European Central Bank (ECB) Pessimistic Outlook on Eurozone Growth Sees Euro (EUR) Plummet

The Euro is currently trading lower against the major currencies following a speech from President of the ECB Mario Draghi. His comments furthered the case for an extension of quantitative easing or a potential rate cut as Eurozone growth remains surprisingly sluggish compared to previous performances following periods of recession.

The EUR/USD exchange rate is currently trending down -0.4% between 1.0662 and 1.0728.


After experiencing a steady rise over the last couple of days the Euro has begun another slump. President of the European Central Bank (ECB) Mario Draghi has spoken this morning at the Euro Finance Week conference. His remarks continued to reinforce the idea that the ECB will increase quantitative easing from €60 billion per month in order to boost the flagging Eurozone economy.

Euro to US Dollar Exchange Rate: -0.4% Drop as Draghi Highlights Eurozone Economic Weakness

In a speech given during this morning’s European session, Mario Draghi has highlighted several key risks that the ECB must be aware of as it pushes to reach the target inflation rate of 2%. As well as a weak global market and lacklustre growth, Draghi highlighted that the rate of Eurozone recovery has been sluggish compared to that following previous recessions.

‘It took between five and eight quarters for the countries now making up the Euro area to recover their pre-recession level of real output after the slumps of the 1970s, 1980s and 1990s…. If our current assessment is correct, it will take the Euro area 31 quarters to return to its pre-crisis level of output – that is, in 2016 Q1.’

Since Draghi’s speech commenced, the EUR/USD exchange rate has fallen to trade around 1.0696.
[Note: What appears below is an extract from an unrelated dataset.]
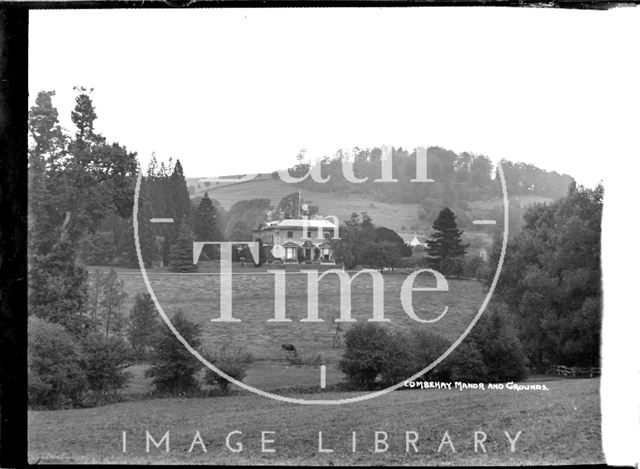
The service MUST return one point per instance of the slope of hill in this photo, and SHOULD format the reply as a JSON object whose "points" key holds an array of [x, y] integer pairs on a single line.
{"points": [[394, 216], [400, 217]]}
USD/EUR Exchange Rate Rises After Yesterday’s Slump Caused by Trader Profit Taking

The US Dollar spent yesterday trading down against most of the major currencies, despite the release of minutes from the Federal Open Market Committee (FOMC) October gathering. The minutes, which reinforced Fed statements that it would make a decision on interest rates based upon the economic data due out before the next meeting in December, were interpreted as mildly dovish by some investors and analysts.

Even though recent US data has been mostly positive – more than enough for the likelihood of a 0.5% rate hike to rise to 72% – investors noted the cautious tone taken by policymakers, who were careful not to be seen promising a rise. The ‘Buck’ saw a drop in demand as traders sold the high-value asset.
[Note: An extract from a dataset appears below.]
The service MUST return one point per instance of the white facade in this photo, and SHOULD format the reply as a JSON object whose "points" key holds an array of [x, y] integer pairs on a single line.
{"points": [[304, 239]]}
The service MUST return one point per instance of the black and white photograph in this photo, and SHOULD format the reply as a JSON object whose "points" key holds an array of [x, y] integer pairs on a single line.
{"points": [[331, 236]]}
The USD/EUR has since been on the rebound, with the Euro weakened by further Draghi dovishness and the US Dollar strengthened by a consistently low number of Jobless Claims. Posting at 271,000, the number of people on unemployment benefits has remained below 300,000 for 37 weeks. This is considered a sign of a healthy jobs market and economists claim there is little room for the number to drop as the market reaches full employment.
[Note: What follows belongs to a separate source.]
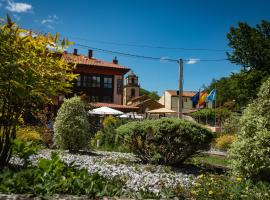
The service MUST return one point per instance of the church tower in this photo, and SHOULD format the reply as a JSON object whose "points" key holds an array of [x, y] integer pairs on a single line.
{"points": [[131, 88]]}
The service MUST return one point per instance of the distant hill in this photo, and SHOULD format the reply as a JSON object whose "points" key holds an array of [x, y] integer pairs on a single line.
{"points": [[153, 95]]}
The USD/EUR exchange rate is currently trending between 0.9319 and 0.9371.

EUR/USD Exchange Rate Forecast: Heavy Data Week Could See Volatile Trading

In a week of ample data, the EUR/USD exchange rate is likely to see volatile trading against the background of a common currency weakened by the chance of further monetary stimulus and the ‘Greenback’ strengthening ahead of the next FOMC meeting.

The Eurozone sees Markit PMIs and German Gross Domestic Product on Monday and Tuesday respectively, while for the US the focus will be on Tuesday’s GDP, Personal Consumption and Consumer Confidence Index.

The EUR/USD exchange rate is currently trading between 1.0662 and 1.0728.